BLM binds to DNA₂₀:DNA₃₃ and RNA₂₀:DNA₃₃, and less strongly to DNA₂₀:RNA₃₃ and RNA₂₀:RNA₃₃ duplexes. (A) Purified BLM (0, 11, 15, 23, 30, 38, 56, 75, 110 nm) was incubated with ³²P-labeled substrates as described in Materials and methods. Reactions were separated using acrylamide gel electrophoresis and analyzed using ImageQuant software. Duplexes bound by BLM migrate more slowly (open circles) than unbound duplexes (asterisk). (B) Binding of each duplex was calculated by comparing the amount of bound complex to the total amount of duplex in the reaction. Percent binding is graphed as a function of BLM concentration. (C) Purified BLM (0, 13.3, 29, 40 and 55 nm) was incubated with ³²P-labeled single-stranded DNA₄₆ or RNA₄₆ as described in Materials and Methods. Reactions were separated using 1% agarose gels that were dried and analyzed. Substrate bound by BLM migrates more slowly (open circles) than unbound substrate (asterisk).

Figure 6.

Model for the role of BLM in rRNA transcription.

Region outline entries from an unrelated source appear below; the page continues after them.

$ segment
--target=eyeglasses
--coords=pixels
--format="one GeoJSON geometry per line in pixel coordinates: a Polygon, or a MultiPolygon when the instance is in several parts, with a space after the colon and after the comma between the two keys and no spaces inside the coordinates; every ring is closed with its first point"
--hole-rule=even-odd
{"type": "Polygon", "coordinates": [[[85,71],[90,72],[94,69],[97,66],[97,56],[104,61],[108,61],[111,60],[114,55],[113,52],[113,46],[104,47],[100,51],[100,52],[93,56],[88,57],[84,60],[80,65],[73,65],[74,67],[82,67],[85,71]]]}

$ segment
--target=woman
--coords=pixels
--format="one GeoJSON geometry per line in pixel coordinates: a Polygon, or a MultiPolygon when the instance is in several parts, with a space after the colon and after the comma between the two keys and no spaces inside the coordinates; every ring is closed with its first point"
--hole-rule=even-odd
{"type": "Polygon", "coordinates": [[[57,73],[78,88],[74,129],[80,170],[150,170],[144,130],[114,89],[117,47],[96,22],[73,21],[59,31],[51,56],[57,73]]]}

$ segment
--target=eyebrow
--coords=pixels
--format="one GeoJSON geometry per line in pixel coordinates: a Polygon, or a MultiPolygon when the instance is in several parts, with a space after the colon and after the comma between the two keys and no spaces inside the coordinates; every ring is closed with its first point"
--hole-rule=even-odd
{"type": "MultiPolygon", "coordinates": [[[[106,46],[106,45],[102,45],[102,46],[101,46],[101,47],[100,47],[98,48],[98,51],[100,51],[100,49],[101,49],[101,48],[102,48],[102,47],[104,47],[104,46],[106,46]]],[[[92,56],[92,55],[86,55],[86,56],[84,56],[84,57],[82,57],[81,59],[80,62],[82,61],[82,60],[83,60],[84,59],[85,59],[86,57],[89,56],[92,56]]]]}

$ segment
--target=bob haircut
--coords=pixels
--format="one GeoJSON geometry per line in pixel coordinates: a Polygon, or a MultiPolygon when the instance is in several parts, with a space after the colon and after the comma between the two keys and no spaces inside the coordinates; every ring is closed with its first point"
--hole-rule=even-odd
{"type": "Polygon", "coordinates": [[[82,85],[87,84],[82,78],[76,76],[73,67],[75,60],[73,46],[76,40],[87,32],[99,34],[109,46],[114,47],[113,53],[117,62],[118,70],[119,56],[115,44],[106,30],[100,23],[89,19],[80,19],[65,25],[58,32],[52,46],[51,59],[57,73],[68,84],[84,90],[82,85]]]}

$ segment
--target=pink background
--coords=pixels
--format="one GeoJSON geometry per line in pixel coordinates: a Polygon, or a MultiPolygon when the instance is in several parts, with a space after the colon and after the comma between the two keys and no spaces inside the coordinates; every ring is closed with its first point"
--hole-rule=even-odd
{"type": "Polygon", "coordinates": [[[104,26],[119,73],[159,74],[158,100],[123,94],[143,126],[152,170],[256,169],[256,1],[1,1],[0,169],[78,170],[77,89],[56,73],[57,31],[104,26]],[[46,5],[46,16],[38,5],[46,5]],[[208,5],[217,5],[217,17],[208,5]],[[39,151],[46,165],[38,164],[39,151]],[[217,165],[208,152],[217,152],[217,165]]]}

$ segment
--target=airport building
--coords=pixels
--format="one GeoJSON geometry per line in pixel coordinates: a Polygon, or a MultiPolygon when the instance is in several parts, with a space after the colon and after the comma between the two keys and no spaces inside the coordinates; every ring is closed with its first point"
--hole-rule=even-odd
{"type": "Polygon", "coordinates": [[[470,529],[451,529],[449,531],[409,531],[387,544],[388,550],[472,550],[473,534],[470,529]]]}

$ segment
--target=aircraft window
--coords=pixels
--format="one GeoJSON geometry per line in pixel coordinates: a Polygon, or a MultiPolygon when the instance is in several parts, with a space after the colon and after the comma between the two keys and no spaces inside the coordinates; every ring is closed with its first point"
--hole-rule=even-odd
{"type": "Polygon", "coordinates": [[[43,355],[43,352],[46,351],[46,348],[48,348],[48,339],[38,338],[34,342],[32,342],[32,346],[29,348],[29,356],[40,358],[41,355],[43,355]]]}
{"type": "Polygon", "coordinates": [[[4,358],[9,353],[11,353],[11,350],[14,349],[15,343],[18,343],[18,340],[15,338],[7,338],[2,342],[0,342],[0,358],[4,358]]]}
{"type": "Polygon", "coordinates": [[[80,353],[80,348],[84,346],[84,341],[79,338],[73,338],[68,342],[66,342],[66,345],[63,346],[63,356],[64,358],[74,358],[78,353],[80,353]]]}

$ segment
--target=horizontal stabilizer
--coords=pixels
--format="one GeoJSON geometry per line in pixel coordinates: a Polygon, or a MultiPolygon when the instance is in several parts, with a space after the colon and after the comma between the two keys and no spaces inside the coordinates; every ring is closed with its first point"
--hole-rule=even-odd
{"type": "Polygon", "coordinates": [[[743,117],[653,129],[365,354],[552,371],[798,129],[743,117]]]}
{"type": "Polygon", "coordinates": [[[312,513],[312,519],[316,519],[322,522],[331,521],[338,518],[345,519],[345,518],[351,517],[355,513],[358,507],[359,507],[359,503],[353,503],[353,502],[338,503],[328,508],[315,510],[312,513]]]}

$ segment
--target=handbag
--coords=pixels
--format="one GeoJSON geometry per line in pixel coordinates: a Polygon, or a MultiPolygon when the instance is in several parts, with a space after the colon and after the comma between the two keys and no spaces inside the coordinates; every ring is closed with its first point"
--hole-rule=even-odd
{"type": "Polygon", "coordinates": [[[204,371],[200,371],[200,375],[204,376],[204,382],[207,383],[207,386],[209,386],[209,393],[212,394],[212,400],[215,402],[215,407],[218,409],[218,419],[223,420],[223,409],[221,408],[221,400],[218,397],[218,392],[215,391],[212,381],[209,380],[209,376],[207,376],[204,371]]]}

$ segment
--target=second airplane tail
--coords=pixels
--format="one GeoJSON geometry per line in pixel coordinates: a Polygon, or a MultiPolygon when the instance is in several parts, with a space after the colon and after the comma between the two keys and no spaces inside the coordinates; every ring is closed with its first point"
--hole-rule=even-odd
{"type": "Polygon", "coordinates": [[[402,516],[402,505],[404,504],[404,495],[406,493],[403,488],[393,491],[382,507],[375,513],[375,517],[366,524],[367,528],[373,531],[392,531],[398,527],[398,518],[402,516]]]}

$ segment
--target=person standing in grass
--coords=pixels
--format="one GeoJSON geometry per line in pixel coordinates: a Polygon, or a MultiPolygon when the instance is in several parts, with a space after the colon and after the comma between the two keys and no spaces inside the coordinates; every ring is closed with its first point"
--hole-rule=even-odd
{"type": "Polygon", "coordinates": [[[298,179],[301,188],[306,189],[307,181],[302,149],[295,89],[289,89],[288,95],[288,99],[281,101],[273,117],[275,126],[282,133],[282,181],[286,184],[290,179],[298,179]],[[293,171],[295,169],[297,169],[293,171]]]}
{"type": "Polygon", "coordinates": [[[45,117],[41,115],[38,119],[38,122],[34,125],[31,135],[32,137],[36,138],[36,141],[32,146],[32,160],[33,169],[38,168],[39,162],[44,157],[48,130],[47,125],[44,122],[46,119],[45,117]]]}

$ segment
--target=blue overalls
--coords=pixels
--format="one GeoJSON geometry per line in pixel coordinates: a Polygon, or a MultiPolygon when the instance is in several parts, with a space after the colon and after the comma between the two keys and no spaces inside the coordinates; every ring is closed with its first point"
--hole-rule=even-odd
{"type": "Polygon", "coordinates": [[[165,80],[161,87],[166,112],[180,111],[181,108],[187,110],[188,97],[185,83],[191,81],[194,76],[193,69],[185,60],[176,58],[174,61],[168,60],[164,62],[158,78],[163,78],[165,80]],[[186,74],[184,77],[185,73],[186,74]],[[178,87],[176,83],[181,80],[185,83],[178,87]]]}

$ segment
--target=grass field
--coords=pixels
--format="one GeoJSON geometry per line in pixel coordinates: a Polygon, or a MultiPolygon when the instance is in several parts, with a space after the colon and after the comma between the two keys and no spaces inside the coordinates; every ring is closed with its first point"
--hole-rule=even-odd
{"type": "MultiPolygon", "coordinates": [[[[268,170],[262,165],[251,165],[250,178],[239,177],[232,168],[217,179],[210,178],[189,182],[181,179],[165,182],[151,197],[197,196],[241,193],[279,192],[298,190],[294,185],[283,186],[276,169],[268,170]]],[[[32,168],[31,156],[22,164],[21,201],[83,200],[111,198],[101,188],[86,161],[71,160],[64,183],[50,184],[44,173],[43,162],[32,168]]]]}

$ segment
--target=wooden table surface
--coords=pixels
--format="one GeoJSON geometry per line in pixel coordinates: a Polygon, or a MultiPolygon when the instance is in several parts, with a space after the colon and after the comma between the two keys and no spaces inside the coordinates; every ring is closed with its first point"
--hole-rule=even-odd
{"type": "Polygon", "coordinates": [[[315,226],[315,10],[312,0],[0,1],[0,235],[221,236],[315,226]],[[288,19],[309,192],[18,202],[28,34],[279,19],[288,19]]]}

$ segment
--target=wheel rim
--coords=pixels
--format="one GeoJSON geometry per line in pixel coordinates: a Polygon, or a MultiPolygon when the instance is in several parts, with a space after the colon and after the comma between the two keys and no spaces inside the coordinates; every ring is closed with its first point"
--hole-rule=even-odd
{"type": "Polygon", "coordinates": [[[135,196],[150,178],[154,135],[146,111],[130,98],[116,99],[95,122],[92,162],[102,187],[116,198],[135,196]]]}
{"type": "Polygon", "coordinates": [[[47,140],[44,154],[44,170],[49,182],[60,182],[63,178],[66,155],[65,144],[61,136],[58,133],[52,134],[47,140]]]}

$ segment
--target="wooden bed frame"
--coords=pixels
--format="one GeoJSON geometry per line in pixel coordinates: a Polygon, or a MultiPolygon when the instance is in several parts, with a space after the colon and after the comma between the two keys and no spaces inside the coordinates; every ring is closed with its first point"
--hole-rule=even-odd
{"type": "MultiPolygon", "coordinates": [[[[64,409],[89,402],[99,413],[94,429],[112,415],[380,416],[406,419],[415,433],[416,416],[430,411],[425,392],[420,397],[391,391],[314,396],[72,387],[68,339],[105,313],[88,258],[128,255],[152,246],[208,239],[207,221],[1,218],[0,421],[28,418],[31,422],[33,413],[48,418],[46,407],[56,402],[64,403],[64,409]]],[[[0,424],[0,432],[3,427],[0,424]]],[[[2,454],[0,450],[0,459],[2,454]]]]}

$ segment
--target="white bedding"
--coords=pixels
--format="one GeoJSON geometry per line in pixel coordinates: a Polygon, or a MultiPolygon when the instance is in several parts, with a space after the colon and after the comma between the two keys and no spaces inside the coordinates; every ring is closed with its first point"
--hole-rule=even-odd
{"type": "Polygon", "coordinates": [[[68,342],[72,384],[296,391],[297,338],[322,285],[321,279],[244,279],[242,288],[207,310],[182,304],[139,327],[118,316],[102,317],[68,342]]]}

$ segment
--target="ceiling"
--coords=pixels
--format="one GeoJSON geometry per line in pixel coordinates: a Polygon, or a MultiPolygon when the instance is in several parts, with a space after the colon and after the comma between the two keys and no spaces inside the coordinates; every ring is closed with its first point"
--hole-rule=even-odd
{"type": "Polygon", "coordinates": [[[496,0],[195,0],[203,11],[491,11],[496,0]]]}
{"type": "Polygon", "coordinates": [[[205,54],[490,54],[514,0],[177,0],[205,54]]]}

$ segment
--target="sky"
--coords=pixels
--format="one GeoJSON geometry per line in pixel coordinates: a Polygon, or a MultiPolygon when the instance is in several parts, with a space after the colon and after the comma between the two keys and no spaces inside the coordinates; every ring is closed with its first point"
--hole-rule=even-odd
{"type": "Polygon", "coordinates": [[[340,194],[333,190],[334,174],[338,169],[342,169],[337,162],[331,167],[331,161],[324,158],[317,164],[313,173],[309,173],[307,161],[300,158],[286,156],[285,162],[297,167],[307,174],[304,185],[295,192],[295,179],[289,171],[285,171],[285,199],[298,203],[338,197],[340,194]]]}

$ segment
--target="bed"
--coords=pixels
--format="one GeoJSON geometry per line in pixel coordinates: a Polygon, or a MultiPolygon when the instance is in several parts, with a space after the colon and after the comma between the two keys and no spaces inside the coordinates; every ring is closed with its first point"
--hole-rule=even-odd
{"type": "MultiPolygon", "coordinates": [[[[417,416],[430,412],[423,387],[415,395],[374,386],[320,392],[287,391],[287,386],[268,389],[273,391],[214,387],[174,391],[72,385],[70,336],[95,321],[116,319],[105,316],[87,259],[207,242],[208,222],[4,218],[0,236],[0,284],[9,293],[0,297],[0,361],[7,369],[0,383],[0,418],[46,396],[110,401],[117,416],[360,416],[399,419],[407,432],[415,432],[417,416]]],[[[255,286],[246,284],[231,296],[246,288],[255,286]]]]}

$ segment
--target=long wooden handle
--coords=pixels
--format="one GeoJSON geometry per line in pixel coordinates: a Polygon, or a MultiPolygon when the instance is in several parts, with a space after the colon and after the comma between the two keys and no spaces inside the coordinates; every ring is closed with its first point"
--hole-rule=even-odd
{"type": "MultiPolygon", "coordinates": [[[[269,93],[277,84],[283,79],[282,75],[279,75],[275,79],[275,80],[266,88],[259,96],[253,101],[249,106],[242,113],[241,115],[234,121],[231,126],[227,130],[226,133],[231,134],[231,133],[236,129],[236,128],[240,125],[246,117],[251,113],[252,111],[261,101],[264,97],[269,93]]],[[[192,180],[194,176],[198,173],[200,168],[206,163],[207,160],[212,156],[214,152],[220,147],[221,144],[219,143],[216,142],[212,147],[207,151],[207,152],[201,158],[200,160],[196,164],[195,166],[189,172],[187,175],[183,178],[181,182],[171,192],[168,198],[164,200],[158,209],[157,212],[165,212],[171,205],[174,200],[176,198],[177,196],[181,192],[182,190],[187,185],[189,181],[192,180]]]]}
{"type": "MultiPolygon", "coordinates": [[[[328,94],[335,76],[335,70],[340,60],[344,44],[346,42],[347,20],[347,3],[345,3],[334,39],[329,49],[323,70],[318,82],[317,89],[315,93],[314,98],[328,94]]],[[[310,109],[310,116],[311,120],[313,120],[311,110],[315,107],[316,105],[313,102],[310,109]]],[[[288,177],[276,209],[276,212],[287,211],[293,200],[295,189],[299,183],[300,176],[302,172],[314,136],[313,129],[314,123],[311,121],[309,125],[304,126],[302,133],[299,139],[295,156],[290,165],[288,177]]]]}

During RNA polymerase I-mediated 45S rRNA transcription, RNA–DNA hybrids may form between the nascent rRNA transcript and the template rDNA (28). We propose that BLM unwinds the RNA–DNA hybrid so that transcription and replication proceed unaffected. In the absence of BLM, the RNA–DNA hybrid may remain unresolved resulting in retardation of further rRNA transcription, stalling of transcription and replication forks, and the induction of recombination within the rDNA (37).